I think I just talked myself out of this.


----------



## Gracie (Jul 29, 2014)

Just talked to hubby. He said he doesn't really wanna deal with another furkid but would go along with it if I insisted. 

I changed my mind. If I am supposed to have another critter, it will find ME. So...no cat.


----------



## jon_berzerk (Jul 29, 2014)

sometimes it just isnt meant to be


----------



## Gracie (Jul 29, 2014)

I wonder if they give that advice/rules to potential pet adopters? It's kind of a turn off.
Of course i could ignore that advice, but..it was enough to make me rethink the whole thing. I feel good about changing my mind, anyway. I don't want the stress of loving another animal that depends on me and me not being the healthiest person any more. And the cost of vets, persnickety on what they will eat, worrying about them. 

No.
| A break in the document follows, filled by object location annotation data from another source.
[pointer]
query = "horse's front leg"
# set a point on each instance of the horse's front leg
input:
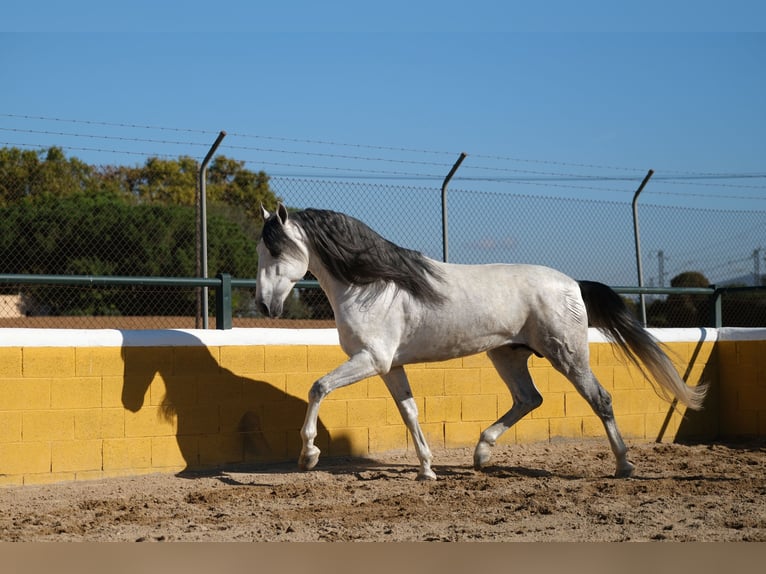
(399, 387)
(358, 367)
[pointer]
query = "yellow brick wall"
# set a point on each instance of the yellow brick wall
(71, 413)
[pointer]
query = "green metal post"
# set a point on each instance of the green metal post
(223, 302)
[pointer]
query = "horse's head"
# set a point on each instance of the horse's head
(283, 260)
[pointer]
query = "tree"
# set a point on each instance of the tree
(25, 173)
(682, 310)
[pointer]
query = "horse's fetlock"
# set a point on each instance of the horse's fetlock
(318, 391)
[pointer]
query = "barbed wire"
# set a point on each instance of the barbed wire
(554, 179)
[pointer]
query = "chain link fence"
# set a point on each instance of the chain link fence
(587, 239)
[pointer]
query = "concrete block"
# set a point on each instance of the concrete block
(40, 426)
(426, 382)
(175, 452)
(76, 393)
(76, 455)
(285, 359)
(324, 358)
(99, 361)
(10, 426)
(25, 394)
(242, 361)
(198, 361)
(442, 408)
(366, 412)
(553, 406)
(532, 430)
(388, 438)
(461, 434)
(569, 427)
(481, 408)
(461, 381)
(48, 362)
(25, 457)
(11, 362)
(127, 453)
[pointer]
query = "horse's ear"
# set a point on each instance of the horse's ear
(282, 213)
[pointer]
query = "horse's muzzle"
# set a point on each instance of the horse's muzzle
(273, 312)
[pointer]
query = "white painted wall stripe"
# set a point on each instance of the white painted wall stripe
(246, 337)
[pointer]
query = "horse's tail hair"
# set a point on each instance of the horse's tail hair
(608, 313)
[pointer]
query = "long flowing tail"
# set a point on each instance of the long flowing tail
(608, 313)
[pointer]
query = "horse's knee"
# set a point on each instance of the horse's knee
(318, 391)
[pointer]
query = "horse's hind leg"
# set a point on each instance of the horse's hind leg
(511, 364)
(577, 369)
(399, 386)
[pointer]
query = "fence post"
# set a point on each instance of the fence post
(203, 222)
(445, 242)
(223, 302)
(717, 311)
(638, 243)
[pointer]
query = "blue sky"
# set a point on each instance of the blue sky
(545, 92)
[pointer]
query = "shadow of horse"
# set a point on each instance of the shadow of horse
(221, 419)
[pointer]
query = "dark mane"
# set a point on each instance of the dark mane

I don't need another furbaby. I have two still. And the new roomie is moving in Sept 1st with her little dog. That's enough.


----------



## TheOldSchool (Jul 29, 2014)

¡¡¡&#647;&#7433;&#623;&#623;&#592;p &#647;&#592;&#596; &#592; &#647;&#477;&#1508;


----------



## Esmeralda (Jul 29, 2014)

Gracie said:


> I wonder if they give that advice/rules to potential pet adopters? It's kind of a turn off.
> Of course i could ignore that advice, but..it was enough to make me rethink the whole thing. *I feel good about changing my mind*, anyway. I don't want the stress of loving another animal that depends on me and me not being the healthiest person any more. And the cost of vets, persnickety on what they will eat, worrying about them.
> 
> No. I don't need another furbaby. I have two still. And the new roomie is moving in Sept 1st with her little dog. That's enough.
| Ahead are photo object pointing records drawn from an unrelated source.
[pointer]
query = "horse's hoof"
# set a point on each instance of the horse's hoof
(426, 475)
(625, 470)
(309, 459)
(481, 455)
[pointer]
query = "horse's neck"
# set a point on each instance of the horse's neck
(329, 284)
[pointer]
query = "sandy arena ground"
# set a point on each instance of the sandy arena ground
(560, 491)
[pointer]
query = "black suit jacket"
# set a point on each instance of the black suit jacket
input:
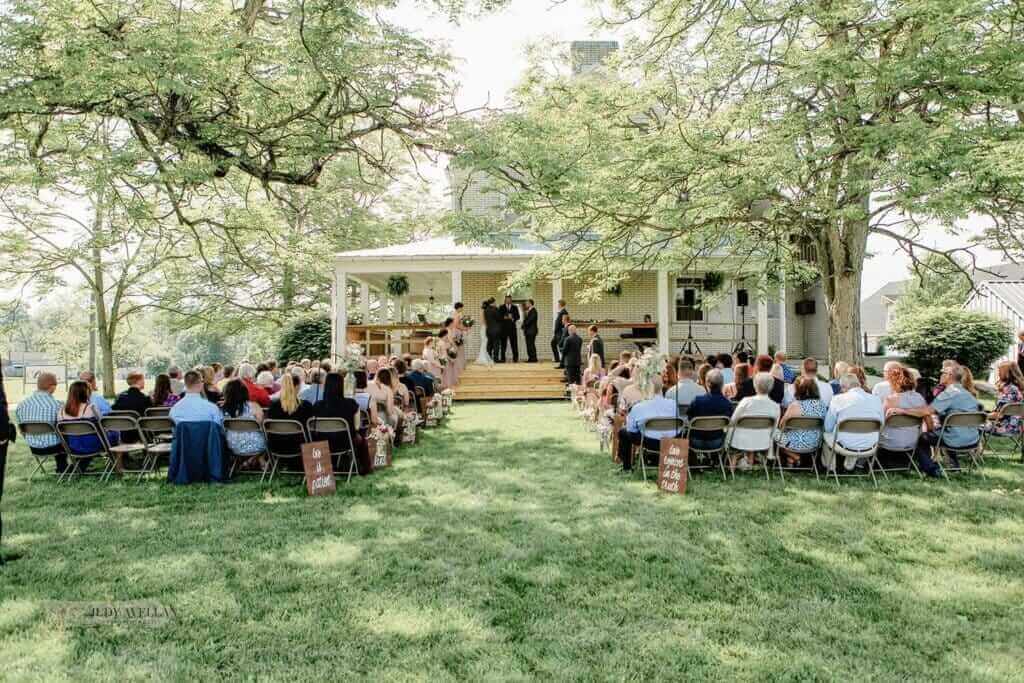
(571, 350)
(597, 346)
(529, 323)
(132, 399)
(512, 310)
(558, 324)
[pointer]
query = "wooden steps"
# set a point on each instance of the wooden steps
(511, 381)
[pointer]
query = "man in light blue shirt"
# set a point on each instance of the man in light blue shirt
(954, 398)
(194, 407)
(100, 403)
(686, 390)
(854, 402)
(630, 435)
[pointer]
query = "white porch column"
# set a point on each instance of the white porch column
(340, 308)
(762, 326)
(662, 317)
(456, 287)
(783, 339)
(365, 302)
(556, 294)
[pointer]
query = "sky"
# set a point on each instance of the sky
(491, 56)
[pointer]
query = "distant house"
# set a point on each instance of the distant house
(1000, 294)
(878, 311)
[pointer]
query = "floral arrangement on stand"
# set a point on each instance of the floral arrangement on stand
(648, 367)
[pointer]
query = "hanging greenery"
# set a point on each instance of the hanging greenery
(397, 285)
(713, 281)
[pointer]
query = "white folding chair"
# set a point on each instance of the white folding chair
(834, 450)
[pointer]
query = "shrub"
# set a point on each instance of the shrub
(929, 336)
(307, 338)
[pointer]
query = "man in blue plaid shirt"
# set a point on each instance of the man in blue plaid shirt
(42, 407)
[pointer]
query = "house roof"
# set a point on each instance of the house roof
(448, 248)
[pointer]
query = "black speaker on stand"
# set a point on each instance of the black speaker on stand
(742, 300)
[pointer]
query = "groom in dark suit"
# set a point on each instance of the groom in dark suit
(509, 313)
(529, 331)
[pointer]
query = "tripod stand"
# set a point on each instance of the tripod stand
(742, 345)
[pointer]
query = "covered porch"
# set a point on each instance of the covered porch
(440, 272)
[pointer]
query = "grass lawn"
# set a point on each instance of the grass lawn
(505, 547)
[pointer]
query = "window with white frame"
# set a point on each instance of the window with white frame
(689, 295)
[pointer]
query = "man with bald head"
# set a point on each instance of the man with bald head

That's the key: if you feel good about your final decision, then it's the right decision.  

Cats will climb 6 foot fences and get out of your yard.  You have to keep the dog doors open, so it will get out at night and may 'travel.'  With coyotes and lots of other dogs in the area, plus whatever traffic there is, the cat is not safe.  You could try it and just let it be an indoor-outdoor cat and see what happens. It could work out fine.  I would listen to the advice from the pound and also use my own common sense to make a decision.  

I used to let my cats roam, but now I realize they have a longer life span if they are indoors, as long as there are dangers out there for them.  One of my cats was killed by a car. Another got a gum disease from something she ate while roaming, and it was incurable. She had to have a medication the rest of her life but eventually died of it.  The last cat I had was indoor/outdoor for about 9 years, then he lived inside with a terrace being his outdoor place.  He lived to be 16.


----------



## Politico (Jul 29, 2014)

Gracie said:


> I think I just talked myself out of this.
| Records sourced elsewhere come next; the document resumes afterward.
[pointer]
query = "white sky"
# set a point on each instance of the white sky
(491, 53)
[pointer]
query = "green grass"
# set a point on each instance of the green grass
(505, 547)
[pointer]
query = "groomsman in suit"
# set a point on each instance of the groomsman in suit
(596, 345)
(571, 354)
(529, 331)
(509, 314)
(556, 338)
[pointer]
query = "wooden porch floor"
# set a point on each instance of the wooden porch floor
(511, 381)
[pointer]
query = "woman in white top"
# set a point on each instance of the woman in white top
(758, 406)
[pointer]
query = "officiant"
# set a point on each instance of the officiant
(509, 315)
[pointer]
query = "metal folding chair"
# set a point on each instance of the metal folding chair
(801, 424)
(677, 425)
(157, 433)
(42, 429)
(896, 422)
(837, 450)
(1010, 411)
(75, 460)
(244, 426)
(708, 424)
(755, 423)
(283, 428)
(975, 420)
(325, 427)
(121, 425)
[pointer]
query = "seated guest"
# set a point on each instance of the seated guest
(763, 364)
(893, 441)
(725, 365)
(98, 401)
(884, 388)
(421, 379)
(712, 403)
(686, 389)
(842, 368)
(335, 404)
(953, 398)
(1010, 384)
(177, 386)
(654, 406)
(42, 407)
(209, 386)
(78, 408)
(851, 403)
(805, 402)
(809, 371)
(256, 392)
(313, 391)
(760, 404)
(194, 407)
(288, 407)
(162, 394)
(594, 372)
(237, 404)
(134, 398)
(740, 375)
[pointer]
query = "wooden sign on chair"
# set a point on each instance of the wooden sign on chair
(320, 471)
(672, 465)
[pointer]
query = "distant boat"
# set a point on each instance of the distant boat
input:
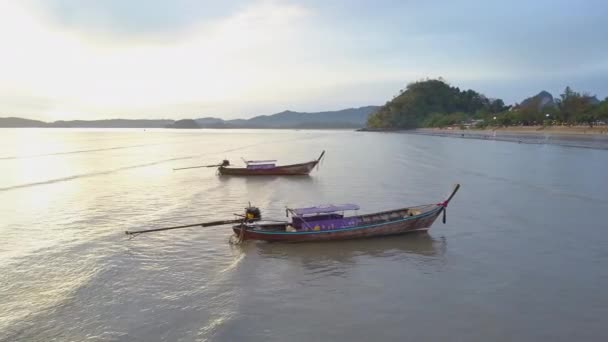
(268, 168)
(322, 223)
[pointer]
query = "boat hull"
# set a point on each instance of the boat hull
(410, 224)
(286, 170)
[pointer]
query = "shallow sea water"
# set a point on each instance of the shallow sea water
(523, 255)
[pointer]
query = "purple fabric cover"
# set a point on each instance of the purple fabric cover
(329, 208)
(312, 225)
(260, 166)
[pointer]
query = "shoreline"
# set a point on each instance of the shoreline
(582, 137)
Glad to hear it. Responsible cat owners don't let them outside.


----------



## Gracie (Jul 29, 2014)

Whatever.


----------



## saveliberty (Jul 29, 2014)

There are five strays in my neighborhood.  I put out 2% milk and a bowl of food everyday.  I can pet all but one cat even though these are feral ones for the most part.  Some mornings there are no cats, some days two.  I have had all five once or twice.  Then we have to make little dining areas, so they don't fight.


----------



## Zoom-boing (Jul 29, 2014)

saveliberty said:


> There are five strays in my neighborhood.  I put out 2% milk and a bowl of food everyday.  I can pet all but one cat even though these are feral ones for the most part.  Some mornings there are no cats, some days two.  I have had all five once or twice.  Then we have to make little dining areas, so they don't fight.



You're not doing the cats any favors by putting out milk, cats don't digest the lactose very well, upsets their stomachs, gives them diarrhea.  They'd do better if you just gave them water.

Cats and Milk: Lactose Intolerance and Other Dietary Concerns

If you're putting out dry food for them, also not doing them any favors.  Cats can't digest the carbs (read the label, dry cat food is crap, mostly corn and "by-products").  Good canned food is fine, or fresh chicken/beef.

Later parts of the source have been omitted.